Long hours, job pressures and difficulty communicating can stretch doctors to the breaking point, especially doctors in training. Work hours for doctors in their years of specialty training are pretty intense. When I was a resident physician, it was common to spend over 100 hours a week at the hospital. We were “on call” every 4th night, and call days typically ran from 7 am until at least 5 PM the following day. On that day after a call night, most residents passionately worked toward a single goal- getting done with their work and going home to bed.

This explains the intern's response when, as a senior resident, I paged him to discuss the care of a woman who he had admitted the night before. As the senior resident it was my job to oversee all of the patients cared for by the hospital team. It was 4 Pm, and I had just finished reviewing the admission notes for the elderly woman who he had admitted to a bed on the medical floor. In the intern's notes he had listed hyponatremia (low sodium in the blood) as one of the patient's diagnoses. Typically this notation would have been followed the cause if known, or if unknown possible causes and the tests ordered to identify the cause. Instead his explanation of the low sodium was simply- “cause unknown.” Nothing more was written.

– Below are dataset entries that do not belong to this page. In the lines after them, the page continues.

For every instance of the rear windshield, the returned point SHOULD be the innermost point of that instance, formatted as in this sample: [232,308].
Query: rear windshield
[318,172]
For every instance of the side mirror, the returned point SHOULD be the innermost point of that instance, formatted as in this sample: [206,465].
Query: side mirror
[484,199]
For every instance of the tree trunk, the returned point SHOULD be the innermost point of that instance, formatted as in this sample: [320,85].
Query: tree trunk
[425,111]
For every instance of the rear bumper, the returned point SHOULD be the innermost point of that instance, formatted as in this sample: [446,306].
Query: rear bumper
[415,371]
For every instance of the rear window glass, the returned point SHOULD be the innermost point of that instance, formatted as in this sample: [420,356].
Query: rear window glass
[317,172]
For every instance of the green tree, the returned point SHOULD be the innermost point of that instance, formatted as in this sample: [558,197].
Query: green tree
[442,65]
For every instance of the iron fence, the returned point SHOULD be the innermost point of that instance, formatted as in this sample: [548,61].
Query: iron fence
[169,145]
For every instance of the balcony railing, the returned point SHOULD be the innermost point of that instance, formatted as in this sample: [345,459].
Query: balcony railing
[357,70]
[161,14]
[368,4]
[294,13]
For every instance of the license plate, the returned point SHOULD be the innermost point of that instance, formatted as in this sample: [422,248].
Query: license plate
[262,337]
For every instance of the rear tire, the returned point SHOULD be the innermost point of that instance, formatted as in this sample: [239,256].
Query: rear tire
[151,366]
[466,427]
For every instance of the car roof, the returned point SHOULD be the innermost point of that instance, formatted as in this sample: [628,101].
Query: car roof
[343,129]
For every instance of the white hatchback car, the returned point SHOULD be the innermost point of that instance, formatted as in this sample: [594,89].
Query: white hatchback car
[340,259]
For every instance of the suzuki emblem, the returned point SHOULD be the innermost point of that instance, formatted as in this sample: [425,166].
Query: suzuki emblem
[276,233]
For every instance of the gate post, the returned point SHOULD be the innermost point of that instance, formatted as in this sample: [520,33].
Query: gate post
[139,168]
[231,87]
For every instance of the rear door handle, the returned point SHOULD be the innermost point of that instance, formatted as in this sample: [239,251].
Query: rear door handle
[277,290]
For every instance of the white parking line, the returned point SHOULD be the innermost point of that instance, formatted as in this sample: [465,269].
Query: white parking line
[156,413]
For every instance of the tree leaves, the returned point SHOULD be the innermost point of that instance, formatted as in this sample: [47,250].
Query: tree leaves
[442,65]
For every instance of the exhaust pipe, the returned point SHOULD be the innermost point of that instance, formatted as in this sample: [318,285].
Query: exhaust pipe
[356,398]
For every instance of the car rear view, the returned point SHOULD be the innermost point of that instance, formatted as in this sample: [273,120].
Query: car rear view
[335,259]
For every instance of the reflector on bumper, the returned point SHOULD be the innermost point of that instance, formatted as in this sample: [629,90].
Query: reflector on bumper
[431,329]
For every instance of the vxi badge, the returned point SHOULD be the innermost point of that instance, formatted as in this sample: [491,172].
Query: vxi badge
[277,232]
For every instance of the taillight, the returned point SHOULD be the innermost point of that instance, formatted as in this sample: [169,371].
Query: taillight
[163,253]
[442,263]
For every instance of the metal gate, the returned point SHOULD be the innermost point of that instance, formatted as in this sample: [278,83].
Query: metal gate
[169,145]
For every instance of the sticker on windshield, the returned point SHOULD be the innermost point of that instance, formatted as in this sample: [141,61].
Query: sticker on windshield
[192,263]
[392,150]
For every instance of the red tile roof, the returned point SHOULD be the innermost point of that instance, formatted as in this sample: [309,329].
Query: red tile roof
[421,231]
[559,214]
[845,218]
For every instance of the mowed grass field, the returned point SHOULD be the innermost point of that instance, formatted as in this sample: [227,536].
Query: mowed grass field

While he may not have known the cause at the moment he wrote the note, a list of possible causes was available in any reference book, and it includes a number of potentially serious conditions.

Perturbed at the lack of thoroughness on his part I got him on the phone. I remember the conversation vividly.

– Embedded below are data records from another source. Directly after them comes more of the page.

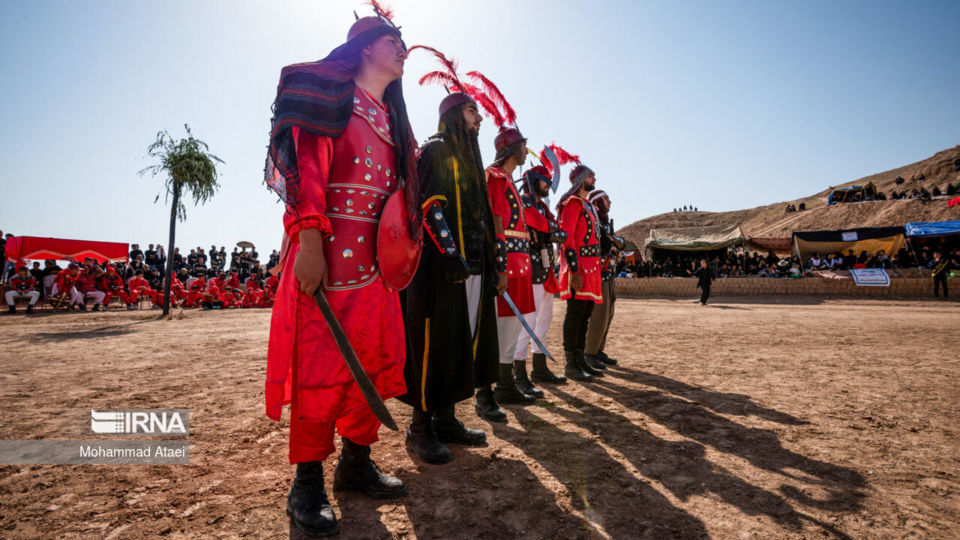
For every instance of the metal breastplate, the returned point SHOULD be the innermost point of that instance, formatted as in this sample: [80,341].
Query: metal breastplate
[362,177]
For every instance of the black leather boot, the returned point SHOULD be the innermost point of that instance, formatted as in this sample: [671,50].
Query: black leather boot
[595,362]
[356,472]
[422,441]
[506,390]
[572,368]
[451,430]
[487,406]
[307,503]
[607,359]
[540,372]
[523,383]
[585,366]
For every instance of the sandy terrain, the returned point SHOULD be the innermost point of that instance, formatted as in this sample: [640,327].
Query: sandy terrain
[769,420]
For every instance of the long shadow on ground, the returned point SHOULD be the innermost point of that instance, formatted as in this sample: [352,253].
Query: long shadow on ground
[608,494]
[683,468]
[472,497]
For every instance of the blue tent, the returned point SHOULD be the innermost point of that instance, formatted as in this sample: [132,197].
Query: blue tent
[936,228]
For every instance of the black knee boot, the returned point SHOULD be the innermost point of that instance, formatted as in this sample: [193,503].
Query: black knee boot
[585,366]
[572,367]
[451,430]
[523,383]
[307,504]
[607,359]
[506,390]
[423,442]
[356,472]
[487,406]
[540,372]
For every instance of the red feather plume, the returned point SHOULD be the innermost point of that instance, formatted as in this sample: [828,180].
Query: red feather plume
[563,156]
[386,13]
[446,78]
[507,113]
[489,106]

“Hey Scott, what's with this “cause unknown' garbage in your note?” I asked with my trademark tact.

“I didn't know what the cause was!” was his reply.

“So look it up!” I said

"Okay, I'll do it tomorrow."

"No, you will do it now."

"But, I am post call!'

"Not my problem. This woman is in our hospital and deserves the very best medical care. If that means you stay until 10 o'clock, then you stay until 10 o'clock. We don't cut corners!"

"Fine!" he bellowed as he hung up. Boy was he mad.

At the end of the year at the graduation ceremony he sought me out. He shook my hand and said with a smile, "Thank you for making me good." I still get a warm feeling inside remembering the moment. I am still a demanding teacher, harder on students and even harder on myself. People deserve our best effort.

Doing our best and giving our all is a value that seems to be vanishing from society, even from the medical profession. I pray it will always remain a part of my practice.